Service and Deployment Models
  • Software-as-a-Service models are extremely useful for companies that provide continuous value to their customers (i.e. an email service, or an API service). With software-as-a-service, not only do you control the code, you also control all aspects of deployment and infrastructure as well. This means you can do some pretty crazy things, like compile your dependencies for the infrastructure you will deploy on. Here's a tutorial on compiling your numpy and scipy dependencies with the Intel Math Kernel Library (MKL). You can probably bet that the pip versions do not have this – and it's just a different compilation path, not a wholly separate library! It doesn't even introduce dependencies between your code and your infrastructure; all you need to do is configure your $PATH, $PYTHONPATH and any other assorted environment variables.
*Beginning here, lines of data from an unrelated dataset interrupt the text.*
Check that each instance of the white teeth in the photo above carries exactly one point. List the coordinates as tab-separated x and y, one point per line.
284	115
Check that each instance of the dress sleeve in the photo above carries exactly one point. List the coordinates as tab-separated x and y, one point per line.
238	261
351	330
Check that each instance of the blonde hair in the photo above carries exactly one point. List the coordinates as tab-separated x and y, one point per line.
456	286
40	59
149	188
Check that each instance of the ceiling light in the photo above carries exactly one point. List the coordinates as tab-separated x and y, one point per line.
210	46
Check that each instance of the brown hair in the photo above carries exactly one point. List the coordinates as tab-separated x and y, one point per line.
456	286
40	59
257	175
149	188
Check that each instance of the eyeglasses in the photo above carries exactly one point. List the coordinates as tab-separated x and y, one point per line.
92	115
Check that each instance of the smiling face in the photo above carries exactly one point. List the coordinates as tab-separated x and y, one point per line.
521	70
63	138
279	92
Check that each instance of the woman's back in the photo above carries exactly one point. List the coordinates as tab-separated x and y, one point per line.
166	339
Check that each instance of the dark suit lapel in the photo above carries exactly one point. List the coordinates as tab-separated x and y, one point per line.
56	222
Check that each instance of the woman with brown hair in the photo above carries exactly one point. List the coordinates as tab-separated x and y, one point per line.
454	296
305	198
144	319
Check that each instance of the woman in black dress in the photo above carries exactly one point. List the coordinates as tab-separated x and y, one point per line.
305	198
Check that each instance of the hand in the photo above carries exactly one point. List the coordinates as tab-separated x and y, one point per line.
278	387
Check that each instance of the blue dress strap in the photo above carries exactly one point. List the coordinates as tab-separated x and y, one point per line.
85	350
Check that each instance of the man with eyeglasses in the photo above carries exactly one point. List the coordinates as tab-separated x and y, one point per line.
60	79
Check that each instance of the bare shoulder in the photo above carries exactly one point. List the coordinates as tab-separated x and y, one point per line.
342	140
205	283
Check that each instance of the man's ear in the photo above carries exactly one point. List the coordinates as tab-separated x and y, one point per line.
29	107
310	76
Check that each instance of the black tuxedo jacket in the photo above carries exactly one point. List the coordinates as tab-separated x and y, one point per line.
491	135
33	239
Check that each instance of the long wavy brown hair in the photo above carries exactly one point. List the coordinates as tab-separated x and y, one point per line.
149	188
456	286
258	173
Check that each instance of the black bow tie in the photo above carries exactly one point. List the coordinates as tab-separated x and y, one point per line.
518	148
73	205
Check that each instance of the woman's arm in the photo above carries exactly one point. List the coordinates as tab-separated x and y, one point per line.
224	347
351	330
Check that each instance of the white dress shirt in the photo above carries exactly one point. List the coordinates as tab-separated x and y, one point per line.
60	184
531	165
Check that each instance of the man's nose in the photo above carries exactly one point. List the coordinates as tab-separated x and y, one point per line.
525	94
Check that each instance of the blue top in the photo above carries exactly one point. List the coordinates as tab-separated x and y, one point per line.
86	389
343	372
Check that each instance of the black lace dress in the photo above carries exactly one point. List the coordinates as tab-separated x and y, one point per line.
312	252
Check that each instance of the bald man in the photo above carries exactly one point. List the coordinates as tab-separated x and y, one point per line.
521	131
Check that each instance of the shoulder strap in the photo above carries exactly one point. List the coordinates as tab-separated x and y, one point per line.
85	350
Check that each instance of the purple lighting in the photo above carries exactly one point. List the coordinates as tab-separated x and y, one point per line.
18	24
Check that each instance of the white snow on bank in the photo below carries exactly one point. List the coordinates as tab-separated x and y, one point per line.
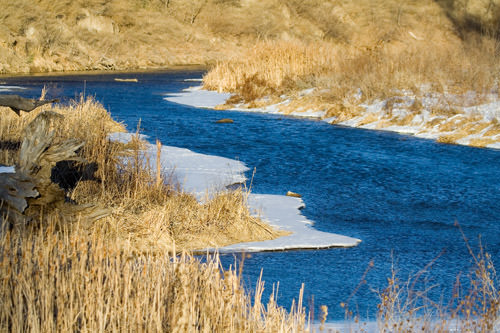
283	213
201	174
4	88
376	116
7	169
196	173
198	97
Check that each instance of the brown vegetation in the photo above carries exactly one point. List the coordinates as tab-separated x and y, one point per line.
145	214
58	277
124	271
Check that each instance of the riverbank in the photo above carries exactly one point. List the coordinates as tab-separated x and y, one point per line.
137	274
473	125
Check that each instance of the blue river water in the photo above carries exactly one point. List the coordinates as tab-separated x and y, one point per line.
400	195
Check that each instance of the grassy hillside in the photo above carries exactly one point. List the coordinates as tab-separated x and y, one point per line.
84	35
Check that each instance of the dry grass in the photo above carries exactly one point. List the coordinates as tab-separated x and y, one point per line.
475	304
124	272
145	215
59	277
388	46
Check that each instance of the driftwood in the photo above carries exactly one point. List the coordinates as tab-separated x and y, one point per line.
18	103
31	184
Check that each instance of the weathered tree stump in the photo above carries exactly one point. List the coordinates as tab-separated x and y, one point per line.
31	184
18	103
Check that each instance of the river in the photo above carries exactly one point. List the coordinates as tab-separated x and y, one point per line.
400	195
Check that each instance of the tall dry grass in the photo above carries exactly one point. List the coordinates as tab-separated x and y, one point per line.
58	277
127	271
390	47
474	305
143	213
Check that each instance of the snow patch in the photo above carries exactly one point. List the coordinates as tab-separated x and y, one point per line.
203	175
283	213
197	97
4	88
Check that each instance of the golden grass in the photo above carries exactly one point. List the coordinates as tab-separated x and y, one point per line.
145	215
59	277
124	272
481	142
404	307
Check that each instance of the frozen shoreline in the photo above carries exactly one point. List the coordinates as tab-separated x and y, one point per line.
375	116
204	175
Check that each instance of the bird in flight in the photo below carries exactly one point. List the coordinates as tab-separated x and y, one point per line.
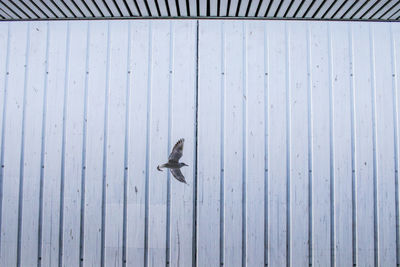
173	163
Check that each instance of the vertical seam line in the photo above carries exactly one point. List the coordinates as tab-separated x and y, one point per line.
84	135
61	229
43	139
105	141
22	151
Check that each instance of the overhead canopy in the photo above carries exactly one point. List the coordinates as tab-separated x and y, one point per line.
386	10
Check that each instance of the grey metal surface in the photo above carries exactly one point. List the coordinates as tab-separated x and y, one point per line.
291	136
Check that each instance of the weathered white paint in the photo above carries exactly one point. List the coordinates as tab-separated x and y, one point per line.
291	133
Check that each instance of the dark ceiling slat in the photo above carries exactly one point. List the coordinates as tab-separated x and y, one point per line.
371	7
348	10
380	9
299	8
18	8
167	7
108	8
9	11
395	15
34	8
279	8
67	10
137	8
4	14
389	12
127	8
318	9
307	9
52	10
329	9
258	8
88	10
268	8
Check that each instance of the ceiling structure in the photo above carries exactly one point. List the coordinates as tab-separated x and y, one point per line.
385	10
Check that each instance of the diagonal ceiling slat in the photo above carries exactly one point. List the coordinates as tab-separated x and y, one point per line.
385	10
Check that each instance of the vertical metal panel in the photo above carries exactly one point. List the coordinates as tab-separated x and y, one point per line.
141	52
277	144
255	143
299	157
33	135
341	143
209	153
293	158
183	111
58	44
385	179
97	62
13	136
320	145
364	184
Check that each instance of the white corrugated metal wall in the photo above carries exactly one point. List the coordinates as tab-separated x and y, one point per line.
291	133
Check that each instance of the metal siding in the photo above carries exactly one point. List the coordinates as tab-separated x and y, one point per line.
291	137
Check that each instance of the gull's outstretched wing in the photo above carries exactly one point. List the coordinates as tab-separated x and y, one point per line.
178	175
176	153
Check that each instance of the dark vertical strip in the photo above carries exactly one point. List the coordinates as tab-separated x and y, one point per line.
148	118
42	149
3	127
288	144
84	135
353	147
396	142
266	121
105	143
244	156
196	126
331	150
310	146
62	174
171	76
126	148
374	136
22	152
222	150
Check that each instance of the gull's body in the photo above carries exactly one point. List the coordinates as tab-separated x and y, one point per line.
173	163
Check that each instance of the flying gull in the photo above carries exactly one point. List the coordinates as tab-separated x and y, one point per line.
173	163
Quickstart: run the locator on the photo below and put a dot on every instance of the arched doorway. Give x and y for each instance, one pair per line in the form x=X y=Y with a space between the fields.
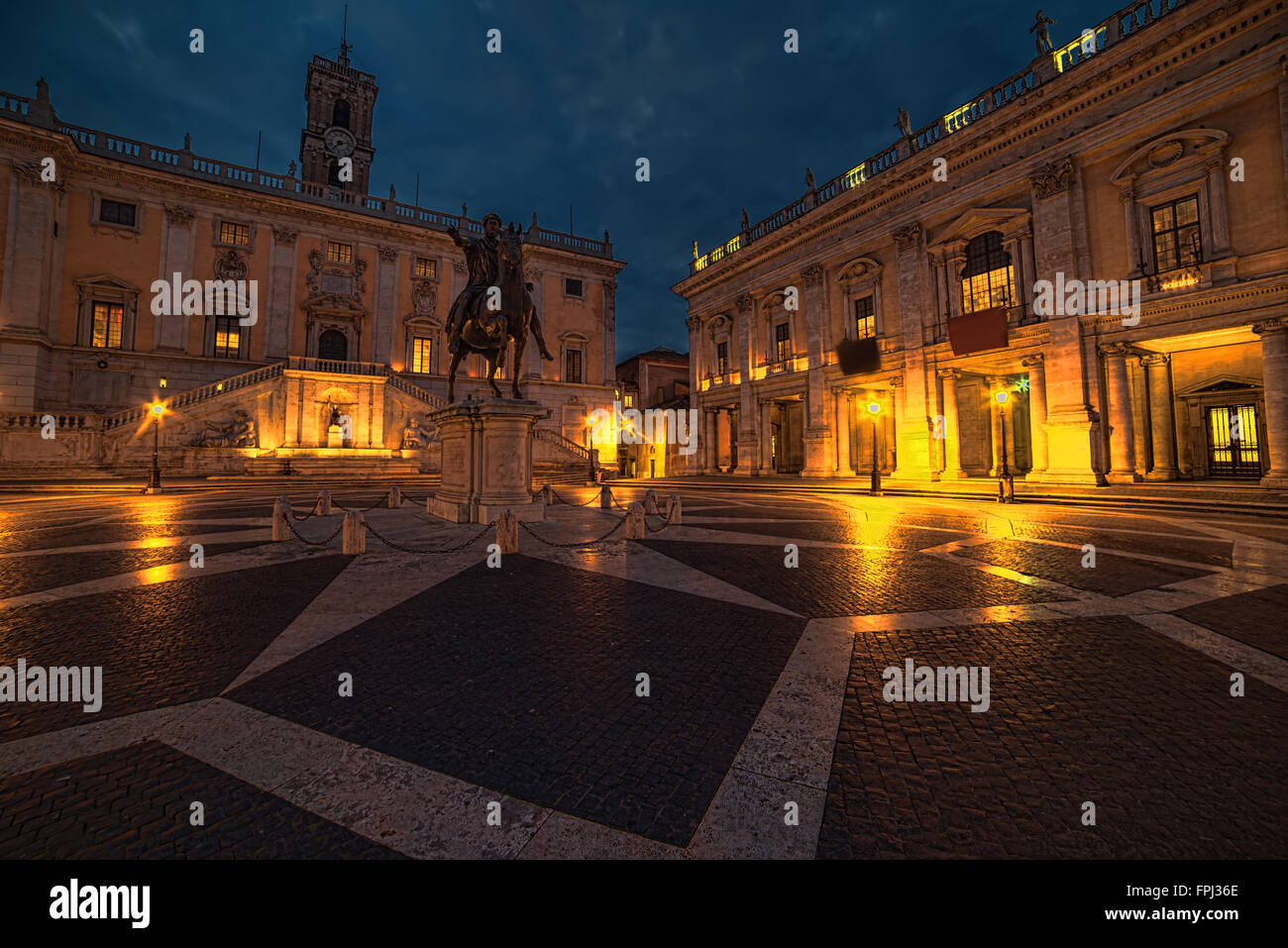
x=334 y=346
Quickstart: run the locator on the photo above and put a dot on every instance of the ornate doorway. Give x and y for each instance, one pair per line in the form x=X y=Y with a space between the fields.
x=1233 y=443
x=334 y=346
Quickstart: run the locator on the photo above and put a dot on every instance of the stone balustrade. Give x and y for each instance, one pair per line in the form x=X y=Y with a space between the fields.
x=1126 y=22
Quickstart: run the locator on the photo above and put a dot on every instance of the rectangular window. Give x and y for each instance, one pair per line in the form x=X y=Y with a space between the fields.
x=782 y=342
x=572 y=365
x=108 y=320
x=864 y=318
x=227 y=338
x=1176 y=235
x=421 y=351
x=237 y=235
x=116 y=213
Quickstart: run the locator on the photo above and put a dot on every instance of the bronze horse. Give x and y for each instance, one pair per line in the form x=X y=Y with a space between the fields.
x=489 y=334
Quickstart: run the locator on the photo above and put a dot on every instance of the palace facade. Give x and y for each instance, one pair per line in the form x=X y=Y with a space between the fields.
x=352 y=296
x=1150 y=150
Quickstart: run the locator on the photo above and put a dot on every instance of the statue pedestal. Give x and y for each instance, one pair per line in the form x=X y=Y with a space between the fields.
x=487 y=460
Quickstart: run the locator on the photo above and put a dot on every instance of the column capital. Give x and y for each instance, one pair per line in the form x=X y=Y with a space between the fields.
x=1271 y=327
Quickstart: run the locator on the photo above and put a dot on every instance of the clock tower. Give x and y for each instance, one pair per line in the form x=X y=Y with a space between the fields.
x=340 y=101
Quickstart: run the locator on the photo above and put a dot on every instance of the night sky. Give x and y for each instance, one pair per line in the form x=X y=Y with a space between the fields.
x=579 y=93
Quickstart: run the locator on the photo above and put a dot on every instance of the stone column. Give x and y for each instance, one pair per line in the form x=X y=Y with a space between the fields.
x=952 y=433
x=842 y=433
x=1160 y=424
x=1119 y=410
x=767 y=437
x=711 y=463
x=1037 y=416
x=1274 y=372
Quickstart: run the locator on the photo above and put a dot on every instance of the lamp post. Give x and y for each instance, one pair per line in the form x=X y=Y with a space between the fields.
x=155 y=481
x=875 y=489
x=1005 y=481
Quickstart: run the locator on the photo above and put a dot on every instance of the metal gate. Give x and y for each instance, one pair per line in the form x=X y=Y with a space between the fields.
x=1233 y=442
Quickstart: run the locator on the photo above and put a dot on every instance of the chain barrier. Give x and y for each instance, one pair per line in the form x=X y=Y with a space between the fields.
x=301 y=519
x=584 y=543
x=447 y=549
x=359 y=510
x=316 y=543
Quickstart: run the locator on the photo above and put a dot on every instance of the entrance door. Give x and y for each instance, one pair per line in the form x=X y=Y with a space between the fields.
x=334 y=346
x=1233 y=443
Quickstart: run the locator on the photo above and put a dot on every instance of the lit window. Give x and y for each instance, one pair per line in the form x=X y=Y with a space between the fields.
x=108 y=320
x=1176 y=235
x=988 y=279
x=235 y=233
x=782 y=343
x=864 y=318
x=116 y=213
x=420 y=355
x=227 y=338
  • Not every company should be a software-as-a-service company. Companies that provide a fixed application, or do not deliver continuous value to their customers through their applications, may want to consider a single-purchase license, or a perpetual fallback license for a particular version of their software. Here's an example of a single-purchase license by for macOS, and here's an example of a perpetual fallback license by JetBrains. In my experience, it makes customers happy that they're getting a fair deal, doesn't actually affect your deployment pipeline, and keeps your options open in terms of development velocity and direction.

I hope you've found some of these insights useful!